Re: RFC: Patch to allow compilation by Sun cc
- To: Hilfinger at nile dot gnat dot com
- Subject: Re: RFC: Patch to allow compilation by Sun cc
- From: Michael Snyder <msnyder at redhat dot com>
- Date: Fri, 02 Feb 2001 07:21:34 -0800
- CC: msnyder at cygnus dot com, ac131313 at cygnus dot com, gdb-patches at sourceware dot cygnus dot com
- References: <200102020447.UAA00122@tully.CS.Berkeley.EDU>
Paul Hilfinger wrote:
>
> > I didn't mean that sizeof (char) is never used -- just that it isn't used
> > in connection with MAX_REGISTER_RAW_SIZE or REGISTER_BYTES. The situation
> > is not beautiful now -- I just don't want to make it any uglier.
>
> I have no objection.

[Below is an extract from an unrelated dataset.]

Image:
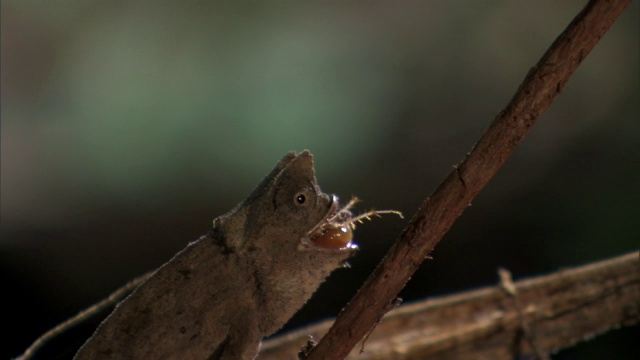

I don't suppose type 'char' is likely to grow
> any time soon, Unicode or not.
Well, since REGISTER_BYTES and MAX_REGISTER_RAW_SIZE are
both in units of 'bytes', and alloca / malloc both accept
input in units of 'bytes', I suppose the only issue is
whether it's host bytes or target bytes, and whether the
two might be a different size. It's extremely unlikely
that this will ever be an issue, I think. To really stretch
the point, you could argue that these two constants are
defined per-target and not per-host, therefore should be
thought of as being target-bytes. But they're always used
to allocate memory on the host. So the real correction
factor, if one were to be used, would probably be
TARGET_CHAR_BIT / HOST_CHAR_BIT (or something like that).